The release profile in Cargo.toml is aggressively optimized:

[profile.release]
lto = true              # Link-time optimization
opt-level = 'z'         # Optimize for size
strip = true            # Remove debug symbols
panic = "abort"         # Smaller panic handler
codegen-units = 1       # Better optimization (slower compile)

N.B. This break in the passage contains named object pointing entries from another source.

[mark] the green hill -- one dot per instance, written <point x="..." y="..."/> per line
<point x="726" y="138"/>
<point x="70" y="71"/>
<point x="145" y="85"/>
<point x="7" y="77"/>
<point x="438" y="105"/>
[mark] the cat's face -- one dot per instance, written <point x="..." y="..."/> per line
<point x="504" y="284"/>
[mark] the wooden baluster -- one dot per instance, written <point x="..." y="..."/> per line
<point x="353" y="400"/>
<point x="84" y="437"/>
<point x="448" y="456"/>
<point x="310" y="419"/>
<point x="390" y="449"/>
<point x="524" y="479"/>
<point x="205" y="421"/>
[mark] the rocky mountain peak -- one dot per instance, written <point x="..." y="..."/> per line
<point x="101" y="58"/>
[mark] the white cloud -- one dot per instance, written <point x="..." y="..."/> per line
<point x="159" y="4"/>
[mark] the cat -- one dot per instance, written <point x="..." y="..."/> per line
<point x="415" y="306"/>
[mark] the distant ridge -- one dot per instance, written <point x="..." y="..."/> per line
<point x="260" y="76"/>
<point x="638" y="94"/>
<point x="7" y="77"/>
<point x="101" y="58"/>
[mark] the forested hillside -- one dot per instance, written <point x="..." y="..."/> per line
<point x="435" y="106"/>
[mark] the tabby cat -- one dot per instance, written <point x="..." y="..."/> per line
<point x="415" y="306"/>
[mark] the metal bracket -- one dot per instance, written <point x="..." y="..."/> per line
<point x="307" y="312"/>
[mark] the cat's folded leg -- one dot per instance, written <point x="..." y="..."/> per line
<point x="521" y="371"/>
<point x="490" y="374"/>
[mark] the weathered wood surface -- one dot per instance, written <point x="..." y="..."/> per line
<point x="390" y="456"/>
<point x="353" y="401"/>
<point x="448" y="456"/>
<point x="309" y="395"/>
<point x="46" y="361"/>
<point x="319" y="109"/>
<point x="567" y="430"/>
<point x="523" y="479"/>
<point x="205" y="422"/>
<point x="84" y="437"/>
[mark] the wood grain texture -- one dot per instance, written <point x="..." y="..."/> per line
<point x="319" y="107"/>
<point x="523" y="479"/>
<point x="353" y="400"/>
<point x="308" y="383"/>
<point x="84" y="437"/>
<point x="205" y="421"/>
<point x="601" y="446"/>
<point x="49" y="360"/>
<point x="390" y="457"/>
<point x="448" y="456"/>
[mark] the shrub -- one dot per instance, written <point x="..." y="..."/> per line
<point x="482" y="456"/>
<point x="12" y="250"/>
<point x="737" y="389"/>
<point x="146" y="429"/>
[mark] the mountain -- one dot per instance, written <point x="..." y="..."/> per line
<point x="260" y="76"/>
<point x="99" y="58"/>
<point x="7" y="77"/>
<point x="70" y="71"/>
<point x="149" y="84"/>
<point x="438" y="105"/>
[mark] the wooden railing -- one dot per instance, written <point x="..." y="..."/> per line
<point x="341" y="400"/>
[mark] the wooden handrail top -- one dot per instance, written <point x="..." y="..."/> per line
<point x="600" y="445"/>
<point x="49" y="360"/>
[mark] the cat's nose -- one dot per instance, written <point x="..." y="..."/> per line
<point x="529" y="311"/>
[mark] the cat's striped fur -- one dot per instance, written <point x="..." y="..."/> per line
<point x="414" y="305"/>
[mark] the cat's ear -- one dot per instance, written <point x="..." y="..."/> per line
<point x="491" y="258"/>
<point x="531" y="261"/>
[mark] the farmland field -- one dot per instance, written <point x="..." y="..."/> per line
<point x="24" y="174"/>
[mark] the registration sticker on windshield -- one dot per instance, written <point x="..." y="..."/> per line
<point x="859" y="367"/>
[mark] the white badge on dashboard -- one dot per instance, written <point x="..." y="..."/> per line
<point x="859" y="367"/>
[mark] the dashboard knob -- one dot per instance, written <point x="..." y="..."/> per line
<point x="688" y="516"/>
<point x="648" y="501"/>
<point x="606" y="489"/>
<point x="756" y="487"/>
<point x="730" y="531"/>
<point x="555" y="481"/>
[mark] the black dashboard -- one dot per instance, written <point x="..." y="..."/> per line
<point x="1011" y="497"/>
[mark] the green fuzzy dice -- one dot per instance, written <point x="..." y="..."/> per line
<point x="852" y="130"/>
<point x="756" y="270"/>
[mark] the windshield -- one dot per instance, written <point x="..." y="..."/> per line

These settings produce a ~2MB binary that's blazingly fast while maintaining Rust's safety guarantees.

Key Takeaways

Building CLI applications in Rust teaches several important concepts:

  1. Terminal Abstractions: Understanding raw mode, alternate screens, and event handling
  2. UI Frameworks: Declarative layouts with constraint-based sizing
  3. State Management: Immutable patterns for predictable updates
  4. Error Handling: Result<T, E> types force explicit error consideration
  5. Zero-Cost Abstractions: High-level APIs that compile to efficient machine code

Next Steps

To extend this project, consider:

  • Async file operations: Use tokio::fs for non-blocking I/O
  • Syntax highlighting: Integrate syntect for code preview
  • File operations: Add copy, move, delete with confirmation dialogs
  • Bookmarks: Persistent favorite directories with serde
  • Configuration: User-customizable keybindings and colors
  • Testing: Unit tests for state transitions and integration tests for UI

Resources

Conclusion

Rust's combination of performance, safety, and excellent library ecosystem makes it ideal for CLI development. Projects like Blaze Ultra demonstrate that you can build sophisticated terminal applications with relatively little code while maintaining the robustness Rust is known for.

The patterns explored here - event loops, terminal management, declarative UIs, and structured error handling - form the foundation for any Rust CLI application. Whether you're building file managers, system monitors, or development tools, these concepts will serve you well.